Features of ASL fingerspelling accounted for in the FaN-CT.
Note: ASL = American Sign Language; FaN-CT = Fingerspelling and Numbers Comprehension Test.
Item selection
While theoretically any English word could be rendered into ASL fingerspelling, there are many words that are much more likely to be used. To ensure the test items were as realistic as possible, all items were extracted from existing examples of fingerspelling in the real world, from three types of resources:
Real fingerspelled signs extracted from NTID’s DeafTEC STEM Sign Video Dictionaries (videos of definitions and entry words in context sentences) (2018)
6
DeafTEC BIO = DeafTEC STEM Sign Video Dictionary (Lab Sciences) DeafTEC IT = DeafTEC STEM Sign Video Dictionary (Information Technology) DeafTEC Math = DeafTEC STEM Sign Video Dictionary (Math)
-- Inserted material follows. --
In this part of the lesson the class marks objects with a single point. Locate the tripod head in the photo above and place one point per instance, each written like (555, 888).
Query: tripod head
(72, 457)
Real fingerspelled words extracted from ASL newscasts Brick City News Daily Moth Sign1News
Real fingerspelled signs extracted from ASL corpora/databases Morford and MacFarland (2003) ASL corpus Lepic (2018) Database of Fingerspelled Signs
In total, 683 fingerspelled or number signs and multi-word expressions containing fingerspelled items were extracted. Number signs included number + sign sequences as in the example “5 CATS” and sequences of numbers such as “1976” (see Figure 4). Fingerspelled items were then grouped into categories based on whether they were bare units or part of multi-word expressions, whether they exhibited assimilation (one piece of evidence of conventionalization), whether the multi-word expressions contained the fingerspelled or numerical element as the first or second part of the expression, whether the fingerspelling was an abbreviation (as in the case of state names KS, KY), and according to the length of the target word (less than or equal to five letters or more than five letters). A list of pilot items that contained a balanced mix of item types for recording was created (see Supplementary materials).
Stimulus recording
Six university students were recruited as language models to produce stimulus videos. Students responded to an advertisement asking, “Are you a great fingerspeller?” All sign models self-identified as deaf or hard-of-hearing. In total, five ASL models were selected to represent the diversity of the student body, including a mix of L1 and L2 signers from different racial, ethnic, and regional backgrounds, with different gender identities, representative of the student population at large.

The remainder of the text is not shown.